SightCity 2026: Innovationen für mehr Barrierefreiheit im Blick

Anreise & Parken am Kap Europa

Die Anreise aus dem Raum Köln/Langenfeld dauert rund zwei Stunden. Wer mit dem Auto kommt, braucht beim Parken eine gute Strategie:

  • Seitenstraßen: Mit etwas Glück lässt sich ein freier Behindertenparkplatz in der direkten Umgebung finden.

  • Die verlässliche Alternative: Direkt nebenan bietet das Shoppingcenter Skyline Plaza (Europa-Allee 6) ein großes Parkhaus mit rund 2.400 Stellplätzen und barrierefreien Parkmöglichkeiten. Von dort sind es nur wenige Gehminuten zum Haupteingang.

Wir gehen durch das Einkaufszentrum und ich treffe auf Joan und Johan aus Wolfsburg. Ich frage, ob was sie genau suchen und sie stehen in der 2. Etage des Einkaufscenters und wollen, wie wir auch, zur Messe. Also nehmen wir sie mit und unterhalten uns sehr gut. Vielen Dank an dieser Stelle für den tollen Austausch und das gemeinsame Foto

Unsere Messe-Highlights & Entdeckungen

Der Rundgang durch die Messehallen hat einmal mehr gezeigt, wie vielseitig und dynamisch sich der Markt für barrierefreie Lösungen entwickelt. Von hochtechnologischen Wearables über clevere Alltagshelfer bis hin zu wegweisenden Konzepten für den öffentlichen Raum – die Bandbreite an Innovationen war beeindruckend. Für unsere Beratungspraxis konnten wir eine Fülle an frischen Impulsen, praxisnahen Ideen und wertvollen neuen Kontakten mitnehmen. Die folgenden Entdeckungen haben uns an diesem Messetag besonders begeistert und zeigen, wo die Reise in Sachen gelebter Inklusion hingeht:

1. Tami – Sichere Mobilität durch Vibration

Dieses System setzt auf haptisches Feedback zur Orientierung im Raum: Eine spezielle Brille erfasst Annäherungen an Hindernisse und signalisiert diese durch Vibrationen an der linken oder rechten Seite.

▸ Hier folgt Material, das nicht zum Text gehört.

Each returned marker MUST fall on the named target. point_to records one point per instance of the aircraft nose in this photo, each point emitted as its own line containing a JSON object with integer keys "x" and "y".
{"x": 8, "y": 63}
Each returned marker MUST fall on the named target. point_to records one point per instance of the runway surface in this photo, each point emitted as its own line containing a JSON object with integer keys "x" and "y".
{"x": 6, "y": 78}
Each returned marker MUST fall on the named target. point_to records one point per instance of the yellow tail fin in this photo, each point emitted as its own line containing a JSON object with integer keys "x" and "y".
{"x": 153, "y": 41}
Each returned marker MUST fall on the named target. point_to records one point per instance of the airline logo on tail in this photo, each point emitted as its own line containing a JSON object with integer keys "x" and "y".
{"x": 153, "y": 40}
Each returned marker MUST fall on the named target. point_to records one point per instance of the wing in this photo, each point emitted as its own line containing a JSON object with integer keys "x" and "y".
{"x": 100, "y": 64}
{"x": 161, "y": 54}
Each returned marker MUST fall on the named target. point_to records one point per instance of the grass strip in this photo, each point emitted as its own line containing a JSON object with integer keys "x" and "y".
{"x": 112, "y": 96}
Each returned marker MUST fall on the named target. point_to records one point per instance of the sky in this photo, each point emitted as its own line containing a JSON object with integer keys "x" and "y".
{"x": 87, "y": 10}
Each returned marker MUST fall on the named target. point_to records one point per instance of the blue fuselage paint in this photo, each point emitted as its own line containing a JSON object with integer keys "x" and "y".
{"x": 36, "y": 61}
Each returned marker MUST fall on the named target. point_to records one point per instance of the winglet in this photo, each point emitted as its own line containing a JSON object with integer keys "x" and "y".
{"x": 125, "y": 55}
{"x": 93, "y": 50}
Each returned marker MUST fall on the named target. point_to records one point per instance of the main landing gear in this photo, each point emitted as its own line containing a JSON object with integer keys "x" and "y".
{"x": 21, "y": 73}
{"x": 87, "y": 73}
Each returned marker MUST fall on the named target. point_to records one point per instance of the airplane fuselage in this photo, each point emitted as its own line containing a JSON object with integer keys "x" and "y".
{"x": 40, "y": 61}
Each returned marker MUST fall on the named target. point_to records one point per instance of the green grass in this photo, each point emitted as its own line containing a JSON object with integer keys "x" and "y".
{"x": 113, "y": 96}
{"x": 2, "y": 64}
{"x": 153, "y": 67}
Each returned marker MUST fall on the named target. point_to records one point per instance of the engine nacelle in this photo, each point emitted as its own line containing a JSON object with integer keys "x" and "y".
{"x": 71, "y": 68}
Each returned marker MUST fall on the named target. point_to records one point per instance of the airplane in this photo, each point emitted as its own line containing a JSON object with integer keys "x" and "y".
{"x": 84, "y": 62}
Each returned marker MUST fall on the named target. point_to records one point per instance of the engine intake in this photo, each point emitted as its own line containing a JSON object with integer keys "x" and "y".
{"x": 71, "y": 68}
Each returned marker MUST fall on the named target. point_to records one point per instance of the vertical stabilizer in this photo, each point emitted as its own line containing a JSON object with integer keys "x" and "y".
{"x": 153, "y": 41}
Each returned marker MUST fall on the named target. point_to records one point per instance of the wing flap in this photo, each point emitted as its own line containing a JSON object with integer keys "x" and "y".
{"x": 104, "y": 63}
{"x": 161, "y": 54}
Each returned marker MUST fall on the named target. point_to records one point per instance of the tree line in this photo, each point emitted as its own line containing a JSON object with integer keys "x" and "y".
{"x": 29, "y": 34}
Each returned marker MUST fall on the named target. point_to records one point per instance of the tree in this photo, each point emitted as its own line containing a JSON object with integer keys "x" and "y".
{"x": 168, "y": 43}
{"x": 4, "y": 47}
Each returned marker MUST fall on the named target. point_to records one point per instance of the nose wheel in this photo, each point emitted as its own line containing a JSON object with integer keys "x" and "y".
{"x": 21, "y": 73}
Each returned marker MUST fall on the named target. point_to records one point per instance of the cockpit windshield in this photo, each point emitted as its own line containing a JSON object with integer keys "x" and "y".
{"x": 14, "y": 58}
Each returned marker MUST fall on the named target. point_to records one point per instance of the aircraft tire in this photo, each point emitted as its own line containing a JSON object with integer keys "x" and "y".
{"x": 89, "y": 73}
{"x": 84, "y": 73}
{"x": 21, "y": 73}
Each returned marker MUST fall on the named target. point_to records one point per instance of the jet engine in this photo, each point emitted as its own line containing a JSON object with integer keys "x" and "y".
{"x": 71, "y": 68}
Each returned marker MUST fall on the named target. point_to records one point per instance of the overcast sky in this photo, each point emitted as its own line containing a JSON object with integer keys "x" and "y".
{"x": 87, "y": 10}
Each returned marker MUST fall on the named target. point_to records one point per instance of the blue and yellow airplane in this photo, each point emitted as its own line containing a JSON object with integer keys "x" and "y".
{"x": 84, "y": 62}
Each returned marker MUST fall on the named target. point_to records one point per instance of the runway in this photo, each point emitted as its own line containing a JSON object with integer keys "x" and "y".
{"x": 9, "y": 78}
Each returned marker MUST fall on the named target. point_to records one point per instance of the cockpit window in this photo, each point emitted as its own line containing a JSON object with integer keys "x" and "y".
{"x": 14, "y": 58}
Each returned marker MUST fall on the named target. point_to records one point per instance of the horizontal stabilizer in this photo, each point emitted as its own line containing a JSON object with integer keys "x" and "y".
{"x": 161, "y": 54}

Unser Fazit: Ein starker Ansatz für die selbstständige Mobilität. Allerdings ist die Akkulaufzeit aktuell auf vier Stunden begrenzt – für einen vollen Alltag ist das im Moment noch etwas zu wenig. Hier hoffen wir auf zukünftige Upgrades.

2. EyesReality & myBraille – Digitale Helfer im Test

Ein extrem wertvoller Ansatz für unsere Beratungspraxis: Am Stand von EyesReality ging es um deren Low Vision Simulator. Solche Technologien sind genial, um sehenden Menschen – beispielsweise Betreibern von Freizeiteinrichtungen oder Architekten – verständlich zu machen, wie sich bestimmte Seheinschränkungen im Alltag anfühlen. An der Self-Service-Station von myBraille habe ich zudem selbst die VR-Brille aufgesetzt, um digitale Wege der Barrierefreiheit zu testen.

3. KREYE (Koblenz) – Taktile Printprodukte auf Top-Niveau

Die Firma KREYE aus Koblenz stellt hochwertige Printprodukte mit Brailleschrift und taktilen Prägungen her. Das Portfolio reicht von barrierefreien Türschildern bis hin zu Visitenkarten. Handwerklich hervorragend umgesetzt – da Koblenz strategisch sehr nah an unserem Kerngebiet liegt, steht hier ein neuer, wichtiger Partner in den Startlöchern.

4. Taktile Leitsysteme & Baustellen-Sensorik: Ein echtes Heimspiel

Ein großer Schwerpunkt unseres Rundgangs lag auf neuen Techniken für Bodenmarkierungen, Bodenindikatoren und Treppenmarkierungen (z. B. nachrüstbare Breit- und Prägeschrift für Treppengeländer), die auch für den ÖPNV-Bereich extrem spannend sind. Auf den Testflächen wurde so intensiv mit den Langstöcken gearbeitet, dass man das charakteristische „Klackern“ aus der vierten Etage der Messehalle bis hinunter ins Erdgeschoss hören konnte.

Spannend war auch ein realitätsnaher Baustellenaufbau: Hier wurde demonstriert, wie Roller- und Fahrradhalter mit speziellen Block-ID-Sensoren ausgestattet werden können, um Hindernisse frühzeitig digital und taktil zu signalisieren.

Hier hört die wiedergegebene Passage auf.